It was not Ryde Council that organised the first ever tribute to Granny Smith. That honour goes to the Eastwood Chamber of Commerce, 30 years before. In 1957, the first ever Granny Smith Festival was opened with a festival dinner on 19 September; the procession along Rowe Street, Eastwood on the 21st of September attracted 5,000 onlookers.
By 1967 reports in newspapers of a festival were reduced to a Granny Smith Festival luncheon held in May of that year.

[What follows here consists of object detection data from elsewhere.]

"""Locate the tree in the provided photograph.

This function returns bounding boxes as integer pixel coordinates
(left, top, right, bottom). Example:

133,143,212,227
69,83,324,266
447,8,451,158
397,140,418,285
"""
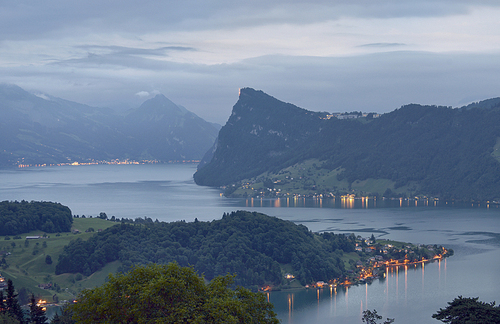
362,309,394,324
30,294,47,324
432,296,500,324
71,263,279,323
5,279,24,324
0,313,20,324
50,304,76,324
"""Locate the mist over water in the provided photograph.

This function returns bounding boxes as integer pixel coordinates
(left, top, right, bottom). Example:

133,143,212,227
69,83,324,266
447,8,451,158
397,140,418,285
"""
0,164,500,323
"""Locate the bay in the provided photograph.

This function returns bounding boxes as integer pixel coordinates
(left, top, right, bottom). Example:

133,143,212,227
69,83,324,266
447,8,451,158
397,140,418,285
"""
0,164,500,323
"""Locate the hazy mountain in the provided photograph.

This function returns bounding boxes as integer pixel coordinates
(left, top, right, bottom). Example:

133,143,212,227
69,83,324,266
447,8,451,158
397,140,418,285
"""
0,85,218,167
194,89,500,199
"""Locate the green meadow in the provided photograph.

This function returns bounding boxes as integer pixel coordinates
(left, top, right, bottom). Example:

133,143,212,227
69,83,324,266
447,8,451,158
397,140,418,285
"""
0,218,120,302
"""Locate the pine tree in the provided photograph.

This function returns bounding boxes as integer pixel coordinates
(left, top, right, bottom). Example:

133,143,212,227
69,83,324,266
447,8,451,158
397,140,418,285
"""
5,279,24,324
30,294,47,324
0,290,7,314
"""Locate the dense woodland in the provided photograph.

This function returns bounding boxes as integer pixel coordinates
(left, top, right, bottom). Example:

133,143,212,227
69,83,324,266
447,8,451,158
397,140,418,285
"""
194,89,500,200
0,200,73,235
56,211,355,288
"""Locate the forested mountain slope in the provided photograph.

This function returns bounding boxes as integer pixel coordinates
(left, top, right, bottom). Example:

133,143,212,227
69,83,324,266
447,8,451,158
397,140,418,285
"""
194,89,500,200
56,211,355,287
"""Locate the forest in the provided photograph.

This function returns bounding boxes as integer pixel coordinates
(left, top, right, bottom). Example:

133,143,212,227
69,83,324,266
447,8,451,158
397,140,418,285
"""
56,211,355,289
0,200,73,235
194,89,500,201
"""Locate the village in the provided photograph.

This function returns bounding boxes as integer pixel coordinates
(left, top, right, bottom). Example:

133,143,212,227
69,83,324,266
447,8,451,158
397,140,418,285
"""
274,235,453,291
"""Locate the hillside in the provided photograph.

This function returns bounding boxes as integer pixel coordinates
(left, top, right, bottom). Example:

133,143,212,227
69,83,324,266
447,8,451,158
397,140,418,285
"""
194,89,500,200
0,85,218,167
55,211,355,287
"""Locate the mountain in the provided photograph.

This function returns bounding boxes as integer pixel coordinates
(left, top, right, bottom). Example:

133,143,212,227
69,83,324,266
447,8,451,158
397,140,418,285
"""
194,88,500,200
123,95,218,161
0,85,218,167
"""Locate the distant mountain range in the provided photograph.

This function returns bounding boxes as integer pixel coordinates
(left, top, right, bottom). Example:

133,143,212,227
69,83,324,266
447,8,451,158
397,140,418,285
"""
0,84,219,167
194,88,500,200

A poem about Granny Smith, which had been recited at the ‘recent Granny Smith Festival’, even made it into Column 8 in the Sydney Morning Herald. The Eastwood Senior Citizens wanted to send the verses to the National Library and needed to know the author’s name. Here is the poem:
Everybody, big or little, loves our Granny
At cooking bees she always takes the prize
Though she isn’t good at stitchin’
Introduce her to your kitchen
And she’ll make the most bewitchin’
Apples pies
In May 1971 the Eastwood Senior Citizens Club held what was described as its annual ‘Granny Smith’ luncheon at St Andrew’s Hall, Rutledge Street, Eastwood.
It’s unknown how long the Eastwood Chamber of Commerce was involved in the organisation of a festival and when the luncheon at the Eastwood Senior Citizen’s Club ceased. The Northern District Times 22 July 1987 reported that the festival, which was first held in 1957, had lapsed ‘through lack of public interest’.